There's more…
Let's see what happens when you include the fourteenth and fifteenth columns in the dataset. In the feature importance graph, every feature other than these two has to go to zero. The reason is that the output can be obtained by simply summing up the fourteenth and fifteenth columns, so the algorithm doesn't need any other features to compute the output. Make the following change inside the for loop (the rest of the code remains unchanged):
X.append(row[2:15])
If you plot the feature importance graph now, you will see the following:
As expected, it says that only these two features are important. This makes sense intuitively because the final output is a simple summation of these two features. So, there is a direct relationship between these two variables and the output value. Hence, the regressor says that it doesn't need any other variable to predict the output. This is an extremely useful tool to eliminate redundant variables in your dataset. But this is not the only difference from the previous model. If we analyze the model's performance, we can see a substantial improvement:
#### Random Forest regressor performance ####
Mean squared error = 22552.26
Explained variance score = 0.99
We therefore have 99% of the variance explained: a very good result.
There is another file, called bike_hour.csv, that contains data about how the bicycles are shared hourly.
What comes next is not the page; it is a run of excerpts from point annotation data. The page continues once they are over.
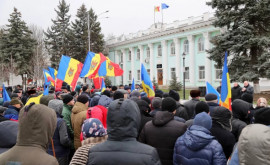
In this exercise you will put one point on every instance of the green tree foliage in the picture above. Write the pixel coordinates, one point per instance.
(58, 36)
(16, 46)
(246, 37)
(174, 85)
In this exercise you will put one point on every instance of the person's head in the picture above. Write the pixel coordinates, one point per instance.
(156, 103)
(195, 93)
(56, 105)
(68, 99)
(16, 103)
(175, 95)
(168, 104)
(204, 120)
(262, 115)
(262, 102)
(201, 106)
(210, 97)
(123, 120)
(93, 128)
(246, 83)
(83, 99)
(118, 95)
(37, 124)
(223, 117)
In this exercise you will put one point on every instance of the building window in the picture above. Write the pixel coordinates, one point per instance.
(129, 75)
(138, 54)
(218, 73)
(201, 72)
(186, 73)
(186, 46)
(148, 71)
(129, 55)
(148, 52)
(172, 49)
(172, 72)
(159, 51)
(138, 75)
(200, 44)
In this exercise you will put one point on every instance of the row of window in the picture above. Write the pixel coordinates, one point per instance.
(186, 49)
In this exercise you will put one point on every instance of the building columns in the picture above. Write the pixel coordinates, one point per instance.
(177, 58)
(165, 61)
(208, 63)
(191, 60)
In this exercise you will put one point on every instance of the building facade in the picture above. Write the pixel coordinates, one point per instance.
(177, 48)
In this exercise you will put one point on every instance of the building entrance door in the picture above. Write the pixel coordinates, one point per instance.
(160, 76)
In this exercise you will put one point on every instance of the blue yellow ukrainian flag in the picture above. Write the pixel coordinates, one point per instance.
(226, 87)
(92, 64)
(103, 87)
(69, 70)
(146, 82)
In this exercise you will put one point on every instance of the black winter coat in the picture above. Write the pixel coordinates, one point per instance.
(161, 133)
(224, 137)
(121, 147)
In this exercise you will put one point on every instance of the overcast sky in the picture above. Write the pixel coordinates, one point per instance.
(125, 16)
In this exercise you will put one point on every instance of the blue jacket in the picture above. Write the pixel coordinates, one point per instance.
(198, 147)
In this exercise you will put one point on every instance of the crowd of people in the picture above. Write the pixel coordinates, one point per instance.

We need to consider columns 3 to 14, so let's make this change in the code (the rest of the code remains unchanged):
filename="bike_hour.csv"
file_reader = csv.reader(open(filename, 'r'), delimiter=',')
X, y = [], []
for row in file_reader:
X.append(row[2:14])
y.append(row[-1])
If you run the new code, you will see the performance of the regressor displayed, as follows:
#### Random Forest regressor performance ####
Mean squared error = 2613.86
Explained variance score = 0.92
The feature importance graph will look like the following:
This shows that the hour of the day is the most important feature, which makes sense intuitively if you think about it! The next important feature is temperature, which is consistent with our earlier analysis.